Donc ne vous contentez pas de décrire mais faites interagir les personnages avec cette technologie, montrez comment elle participe aux habitudes mais aussi aux défis qu'elle représente pour eux. Ancrer la technologie dans des situations concrètes et familières permet au lecteur/spectateur de se l'approprier et de demeurer ainsi dans le récit.
Une stimulation intellectuelle
La science-fiction est comme ouvrir une boite de pandore avec des idées qui frôlent la folie. Dans la vie réelle, nous avons par exemple le télétravail : devient-on plus productif ou au contraire cela favorise t-il un certain laissez-aller ? La science-fiction et ses idées nous fait aussi carburer les neurones ! Prenons Premier Contact (2016) de Denis Villeneuve.
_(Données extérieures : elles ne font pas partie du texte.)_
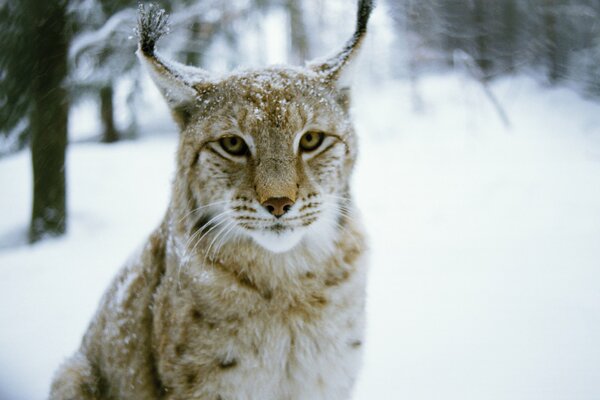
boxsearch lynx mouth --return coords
[267,223,292,234]
[250,223,305,253]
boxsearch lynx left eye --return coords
[300,132,325,152]
[219,136,248,156]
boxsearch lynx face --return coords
[180,69,355,253]
[138,0,373,253]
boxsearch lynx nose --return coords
[262,197,294,218]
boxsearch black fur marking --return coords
[136,3,169,56]
[190,214,213,235]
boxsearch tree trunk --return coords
[544,0,562,83]
[24,0,69,243]
[473,0,492,80]
[100,84,120,143]
[503,0,519,72]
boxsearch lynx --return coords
[50,0,373,400]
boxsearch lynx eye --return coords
[300,131,325,152]
[219,136,248,156]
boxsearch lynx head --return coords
[138,0,373,253]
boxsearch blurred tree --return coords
[0,0,70,242]
[284,0,311,64]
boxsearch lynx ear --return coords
[136,4,208,128]
[309,0,375,93]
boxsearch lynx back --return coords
[50,0,373,400]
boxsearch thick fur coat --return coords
[50,1,372,400]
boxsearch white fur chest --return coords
[158,253,365,400]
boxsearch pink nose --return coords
[262,197,294,218]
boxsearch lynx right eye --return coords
[300,131,325,152]
[219,136,248,156]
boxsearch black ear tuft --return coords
[355,0,375,36]
[136,3,169,56]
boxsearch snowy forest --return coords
[0,0,600,400]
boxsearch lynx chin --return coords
[50,0,373,400]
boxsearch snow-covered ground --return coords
[0,74,600,400]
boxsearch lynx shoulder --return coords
[50,0,373,400]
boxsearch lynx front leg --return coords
[50,353,102,400]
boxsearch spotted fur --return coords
[50,0,372,400]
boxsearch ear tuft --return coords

Des extraterrestres dont le langage à déchiffrer nous retourne complètement notre notion habituelle du temps. Le passé, le présent, le futur : autant de notions qui perdent sens.
Cette capacité que nous avons, en tant que lectrice et lecteur, de prédire en quelque sorte des développements possibles des idées de l'autrice et de l'auteur renforce notre estime de soi et notre confiance en la justesse de nos raisonnements. La lecture (roman ou film) devient une expérience interactive.
Et puis l'être humain est curieux par nature. Les anticipations qui ne rendent pas le récit prévisible mais qui sont provoquées par lui exigent un désir de confirmation. Et lorsque celle-ci survient, elle s'accompagne d'un sentiment de complétude.
L'imagination devient un moyen de la connaissance. En effet, comment pourrions-nous concevoir l'inconnu si ce n'est en le reliant à ce que nous connaissons déjà ? Pour comprendre, il nous faut remonter à l'origine et l'origine est le familier comme point de départ.
Nous vivons l'imaginaire de l'autrice et de l'auteur non pas en s'absorbant totalement en lui mais en le percevant, ou en l'interprétant si vous voulez, selon notre propre expérience, notre propre vécu. Ce qu'on nous propose est une réalité bien différente de la nôtre, alors forcément, nous la comparons à ce que nous avons déjà éprouvé dans notre réalité actuelle.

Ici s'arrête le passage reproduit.